Available inventory of unsold single family homes rose 2.5% this week to 422,000 homes. If you watch the Altos data every week, you might recall that just three weeks ago I said I expected us to top out at 400,000. Inventory has blown past that prediction and continues to climb. Every week, conditions are improving for home buyers.
A few other insights that may support a sense of relief of the mounting pressure of demand – fueled by a Millennial tsunami into single-family living, record-low interest rates, a bull Wall Street boom, and an ongoing health crisis catalyst – against an underbuilt backdrop and a series of demotivators among potential sellers. Until recently, that is.
- One in 20 homesellers is now dropping asking prices, per Redfin's data tracking of a metric that normally runs flat at this time of year. Redfin notes, "this measure has now passed 5%—its highest level since the four-week period ending October 10, 2019."
- The July inventory level increased from 1.23 to 1.32 million units.
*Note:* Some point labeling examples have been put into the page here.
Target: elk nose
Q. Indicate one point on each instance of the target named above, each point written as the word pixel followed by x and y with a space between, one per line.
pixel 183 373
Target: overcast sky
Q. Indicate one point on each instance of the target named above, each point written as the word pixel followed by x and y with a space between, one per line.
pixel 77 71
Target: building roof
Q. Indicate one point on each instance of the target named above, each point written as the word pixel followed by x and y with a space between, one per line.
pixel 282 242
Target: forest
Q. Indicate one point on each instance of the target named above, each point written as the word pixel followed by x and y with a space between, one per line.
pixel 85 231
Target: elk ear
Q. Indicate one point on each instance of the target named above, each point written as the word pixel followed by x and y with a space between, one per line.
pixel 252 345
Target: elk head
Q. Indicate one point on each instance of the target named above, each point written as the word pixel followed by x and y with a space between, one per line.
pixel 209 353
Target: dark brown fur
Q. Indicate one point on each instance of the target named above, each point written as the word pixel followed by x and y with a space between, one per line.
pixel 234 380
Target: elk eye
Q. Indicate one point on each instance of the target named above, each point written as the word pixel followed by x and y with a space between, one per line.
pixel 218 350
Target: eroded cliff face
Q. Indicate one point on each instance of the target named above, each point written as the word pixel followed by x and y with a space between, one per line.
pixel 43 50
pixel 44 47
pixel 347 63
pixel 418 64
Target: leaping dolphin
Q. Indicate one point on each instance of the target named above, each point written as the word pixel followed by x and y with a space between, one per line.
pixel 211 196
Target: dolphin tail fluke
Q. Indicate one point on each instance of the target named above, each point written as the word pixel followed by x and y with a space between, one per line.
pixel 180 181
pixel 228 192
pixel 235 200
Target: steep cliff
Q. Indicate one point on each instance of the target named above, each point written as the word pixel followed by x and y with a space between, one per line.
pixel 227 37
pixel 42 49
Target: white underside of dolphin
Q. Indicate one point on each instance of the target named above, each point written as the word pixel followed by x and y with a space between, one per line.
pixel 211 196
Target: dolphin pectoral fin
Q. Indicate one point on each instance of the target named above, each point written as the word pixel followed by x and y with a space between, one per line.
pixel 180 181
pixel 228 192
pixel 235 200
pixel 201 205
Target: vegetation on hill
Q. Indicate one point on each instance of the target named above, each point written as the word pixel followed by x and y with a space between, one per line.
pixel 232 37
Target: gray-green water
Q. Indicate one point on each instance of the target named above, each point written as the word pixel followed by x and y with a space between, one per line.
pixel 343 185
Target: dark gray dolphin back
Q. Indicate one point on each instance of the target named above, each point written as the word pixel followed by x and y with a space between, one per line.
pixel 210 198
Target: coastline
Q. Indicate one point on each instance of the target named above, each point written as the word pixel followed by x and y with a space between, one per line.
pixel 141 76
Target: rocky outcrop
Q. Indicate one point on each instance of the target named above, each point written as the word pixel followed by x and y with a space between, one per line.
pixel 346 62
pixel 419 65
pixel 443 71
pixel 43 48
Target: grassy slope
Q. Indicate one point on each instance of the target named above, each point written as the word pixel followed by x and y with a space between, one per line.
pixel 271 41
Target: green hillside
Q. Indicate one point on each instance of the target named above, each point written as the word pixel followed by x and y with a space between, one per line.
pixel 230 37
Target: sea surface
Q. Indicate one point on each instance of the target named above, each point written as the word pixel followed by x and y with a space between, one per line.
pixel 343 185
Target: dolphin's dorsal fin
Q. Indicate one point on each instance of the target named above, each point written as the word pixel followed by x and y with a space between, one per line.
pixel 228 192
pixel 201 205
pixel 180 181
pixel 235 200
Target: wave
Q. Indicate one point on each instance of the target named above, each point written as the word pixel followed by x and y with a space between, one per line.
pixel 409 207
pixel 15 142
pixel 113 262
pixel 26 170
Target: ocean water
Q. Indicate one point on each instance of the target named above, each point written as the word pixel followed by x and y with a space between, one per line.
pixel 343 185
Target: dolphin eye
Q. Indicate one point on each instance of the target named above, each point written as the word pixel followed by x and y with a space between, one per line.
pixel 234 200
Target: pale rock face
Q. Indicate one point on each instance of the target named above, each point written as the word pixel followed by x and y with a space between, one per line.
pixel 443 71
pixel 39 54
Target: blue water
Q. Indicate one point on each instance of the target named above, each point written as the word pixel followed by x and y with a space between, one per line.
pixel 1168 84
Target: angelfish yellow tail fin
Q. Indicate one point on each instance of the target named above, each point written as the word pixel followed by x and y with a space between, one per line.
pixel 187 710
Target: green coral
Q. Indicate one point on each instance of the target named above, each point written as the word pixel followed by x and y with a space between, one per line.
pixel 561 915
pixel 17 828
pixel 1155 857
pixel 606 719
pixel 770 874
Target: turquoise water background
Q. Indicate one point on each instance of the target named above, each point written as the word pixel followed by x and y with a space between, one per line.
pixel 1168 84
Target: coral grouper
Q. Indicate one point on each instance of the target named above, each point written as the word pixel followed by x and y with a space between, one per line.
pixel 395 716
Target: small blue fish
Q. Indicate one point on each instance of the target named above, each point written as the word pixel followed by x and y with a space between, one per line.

Caveats here include an array of "compared to what" considerations:
- Higher inventory levels, are higher than historically low numbers. As National Association of Home Builders economist Fan-Yu Kuo notes, months' supply of resales is 2.6. That's up sequentially, but still massively lower than 3.1 months' supply in 2020, and that number was itself muted by COVID-19-related issues.
- The moving-target of asking-price cuts, albeit up from where it was, comes in a broader context where prices are still tracking upward, and time-on-the-market is still low. "Home prices are still rising and homes are selling very quickly, just slightly slower than before."
The tricky navigation for homebuilders comes as summer pivots to Fall, when 2022 budgeting, forecasts, resource allocations take a stab at matching price, pace, and profit data to land-basis costs, materials and labor inputs, and overheads.
Their fixation right now is on a couple of external factors they have no control of, and a host of operational tactics and tools they can leverage should they need to calibrate their sales-per-community-per-month absorption rates in the face of economic or interest rate headwinds.
Buyers gaining some level of traction in what up to now has been a sellers' rout on the existing home sales front give builders just that little bit of breathing room they might have hoped for to try to bring start-to-completion construction cycles back closer to normal. But COVID-19's delta variant surge has toyed with some plans for a normalization of schedules, and the elongation of building times will likely carry into and past the fourth quarter of 2021.
Again, from a 40,000-foot perspective, these conditions are ripe for mergers and acquisitions, spot business failures, and the high likelihood that consolidation among homebuilding companies – fewer, larger, more geographically dispersed, and deeper scaled players – will grind on through the mid-2020s.